Most of the provisions of the Fair Work Act 2009 (“the Act”), including the new unfair dismissal rules took effect on 1 July 2009. The remaining provisions, including the commencement of the new National Employment Standards and modernised awards commenced on 1 January 2010.

Commencement of unfair dismissal proceedings

National system employees who are unfairly dismissed have 14 days from the date of dismissal to bring an unfair dismissal claim (formerly 21 days).

Fair Work Australia (“FWA”) is responsible for resolving all claims for unfair dismissal. FWA replaces the Australian Industrial Relations Commission (“AIRC”), the Workplace Ombudsman, Workplace Authority and Australia Fair Pay.

FWA has the discretion to extend the time period for bringing unfair dismissal claims.

What is a “small business”?

The Australian Fair Work Act 2009 defines a “small business employer” at a particular time, as a national system employer who employees less than 15 employees at that time. This does not include any casual employees unless they are employed on a regular and systematic basis. The head count does include the person who is being dismissed or whose employment is being terminated.

Note that the employees counted in this number no longer need to be full-time or full-time equivalent employees.

As with the Work Choices legislation, associated entities are taken to be one entity. Accordingly, when determining the number of employees employed by an employer at a particular time, the employees employed by all associated entities are counted. An “Associated Entity” is an Associated Entity (the associate) of another entity (the principal) if:

  • the principal controls the associate; or
  • the associate controls the principal and the operations, resources or affairs of the principal are material to the associate; or
  • the associate has a qualifying investment in the principal and the associate has significant influence over the principal and the interest is material to the associate; or
  • the principal has a qualifying investment in the associate and the principal has significant influence over the associate and the interest is material to the principal; or
  • an entity controls both the principal and the associate and the operations, resources or affairs of the principal and the associate are both material to the entity.

A qualifying investment in another entity is when the first entity has an asset that is an investment in the second entity, or has an asset that is the beneficial interest in an investment in the second entity and has control over that asset.

Minimum employment (qualifying) periods

An employee of a small business employer is only able to bring unfair dismissal proceedings once they have been employed for at least 12 months. For employees of any other business (those with 15 or more employees) they must have been employed for at least 6 months.

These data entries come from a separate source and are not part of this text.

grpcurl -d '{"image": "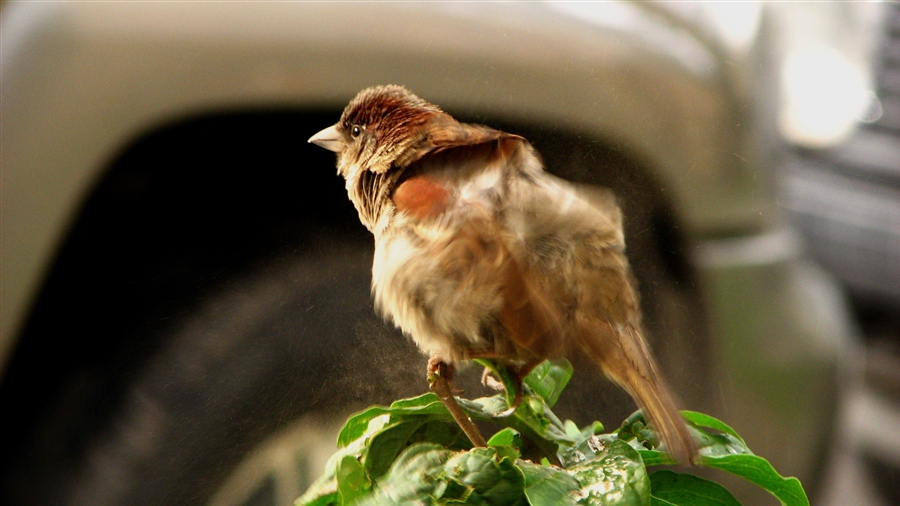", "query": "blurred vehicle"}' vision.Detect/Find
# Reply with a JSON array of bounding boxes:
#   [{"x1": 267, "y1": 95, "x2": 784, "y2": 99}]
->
[
  {"x1": 779, "y1": 2, "x2": 900, "y2": 505},
  {"x1": 0, "y1": 2, "x2": 882, "y2": 505}
]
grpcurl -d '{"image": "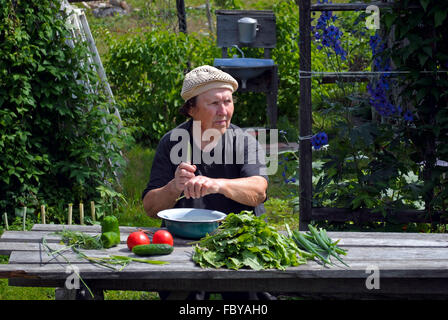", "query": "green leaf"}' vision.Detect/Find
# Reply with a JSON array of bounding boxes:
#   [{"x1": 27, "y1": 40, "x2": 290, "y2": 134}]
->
[
  {"x1": 420, "y1": 0, "x2": 431, "y2": 11},
  {"x1": 434, "y1": 9, "x2": 448, "y2": 28}
]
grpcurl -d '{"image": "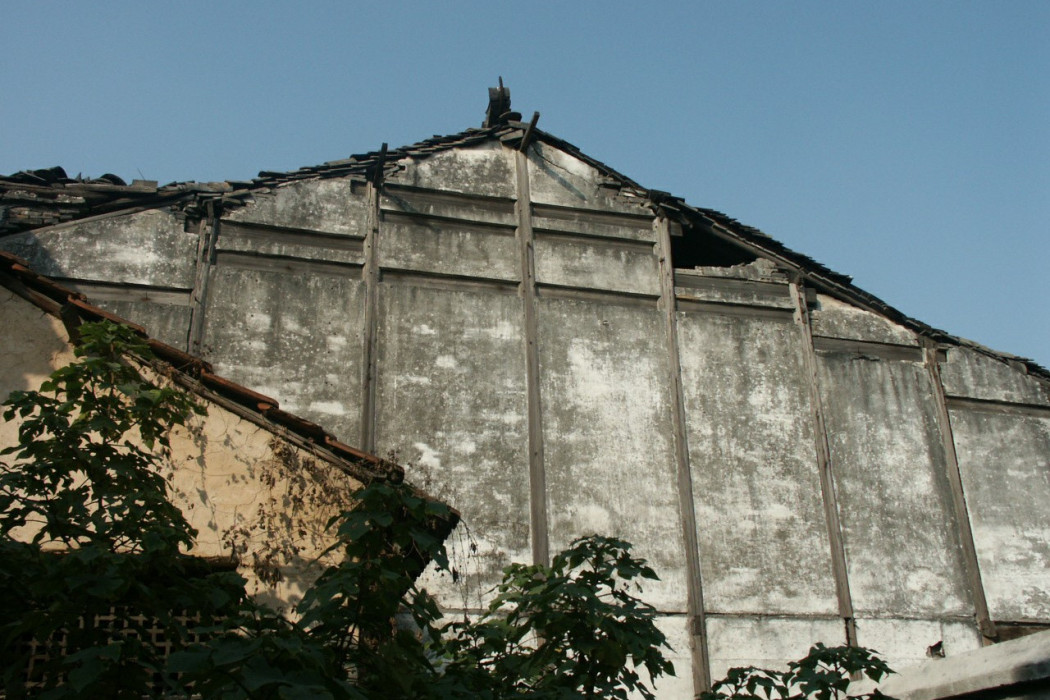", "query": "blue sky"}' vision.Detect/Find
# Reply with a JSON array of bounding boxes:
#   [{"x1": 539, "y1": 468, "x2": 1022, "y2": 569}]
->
[{"x1": 0, "y1": 0, "x2": 1050, "y2": 365}]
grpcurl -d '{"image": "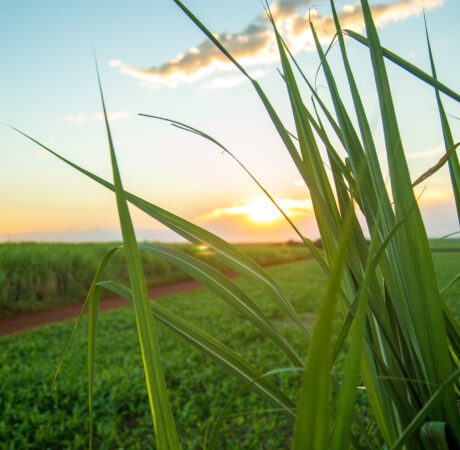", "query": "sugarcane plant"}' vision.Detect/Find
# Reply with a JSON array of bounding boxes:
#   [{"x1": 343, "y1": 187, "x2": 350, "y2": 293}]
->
[{"x1": 11, "y1": 0, "x2": 460, "y2": 450}]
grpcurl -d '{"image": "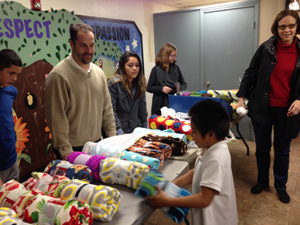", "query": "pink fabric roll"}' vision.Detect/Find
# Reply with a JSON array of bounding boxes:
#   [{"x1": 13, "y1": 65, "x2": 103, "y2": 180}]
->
[{"x1": 67, "y1": 152, "x2": 106, "y2": 180}]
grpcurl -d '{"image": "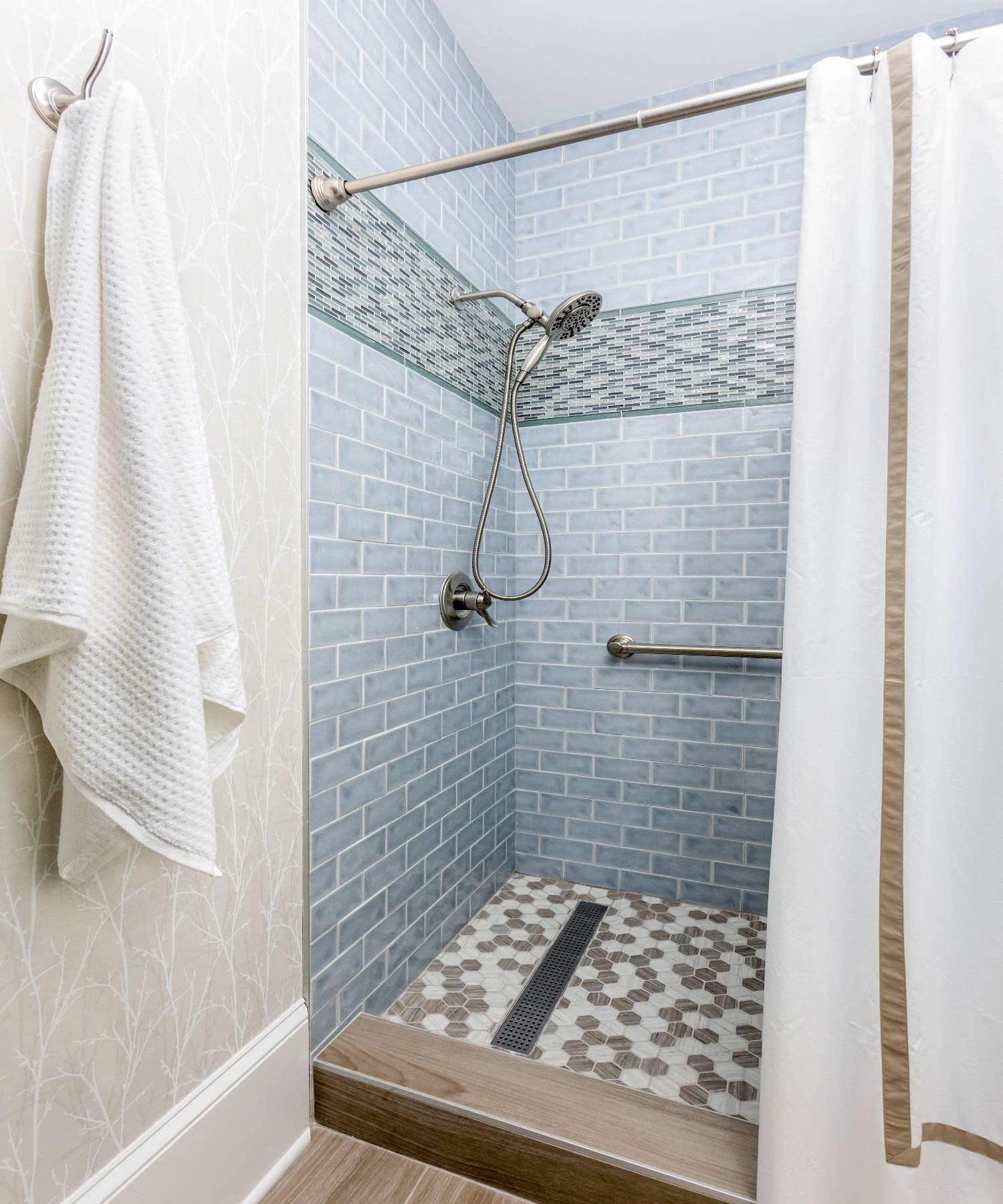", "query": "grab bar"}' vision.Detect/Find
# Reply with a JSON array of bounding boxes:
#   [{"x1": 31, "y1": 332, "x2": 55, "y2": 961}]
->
[{"x1": 606, "y1": 635, "x2": 784, "y2": 661}]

The minimum employment periods referred to above start afresh where there is a transfer of business under the Act provided that:

  • the old employer and the new employer are not associated entities; and
  • before the transferring employee commences employment with the new employer it has informed that employee in writing that it does not recognise that employee’s period of service with the old employer.

Limitations to unfair dismissal claims

Under the FWA, an employee cannot be considered as being dismissed if:

  • the person was employed under a contract for a specified length of time, a particular task, or a particular season, and that time, task or season has come to an end; or
  • the person was employed under a training arrangement for a set length of time which has come to an end; or
  • the person resigned without being forced into resignation by the employer.

Further, employees are excluded from bringing an unfair dismissal claim if:

  • they are not governed by an award or workplace agreement; or
  • their annual income exceeds the high income threshold (calculations contained in Reg. 2.13 of the Fair Work Regulations 2009).

Genuine redundancy

An employer has the opportunity to defend unfair dismissal claims where there has been a “genuine redundancy”. This requires the employer to comply with any award or enterprise agreement obligations to consult with employees about the redundancy before proceeding with the dismissal.

Small businesses are exempted from redundancy pay obligations where the dismissal arises out of a genuine redundancy. For all other businesses, the National Employment Standards allow employees up to 16 weeks severance pay in accordance with the federal test scale, in the event of a genuine redundancy.

Issues that FWA must consider before dealing with the merits

Before dealing with the merits of an unfair dismissal claim, FWA must determine whether:

  • the application has been brought within the prescribed time period;
  • the application has been made against a person who is protected from unfair dismissal;
  • whether the dismissal was consistent with the Small Business Fair Dismissal Code (if applicable); and
  • whether the dismissal was as a result of a genuine redundancy.

Harsh, unjust or unreasonable dismissal

Fair Work Australia must take into account a number of matters specified in the Act when determining whether a dismissal was harsh, unjust or unreasonable. In addition to the usual issues relating to having a valid reason for the dismissal related to a person’s capacity or conduct it must take into account:

  • the effect of the person’s conduct on the safety and welfare of other employees; and
  • any unreasonable refusal by the employer to allow the person to have a support person present to assist at any discussions relating to dismissal.

Remedies for unfair dismissal

The primary remedy for unfair dismissal is reinstatement. However, if reinstatement is inappropriate or impossible, the payment of compensation may be awarded.

Legal representation

Fair Work Australia has the discretion to permit either party to be legally represented at a conciliation conference or a hearing.

If you have any queries or require any advice regarding the Fair Work Act or unfair dismissals please contact Tony Pattinson at Ferguson Cannon Lawyers.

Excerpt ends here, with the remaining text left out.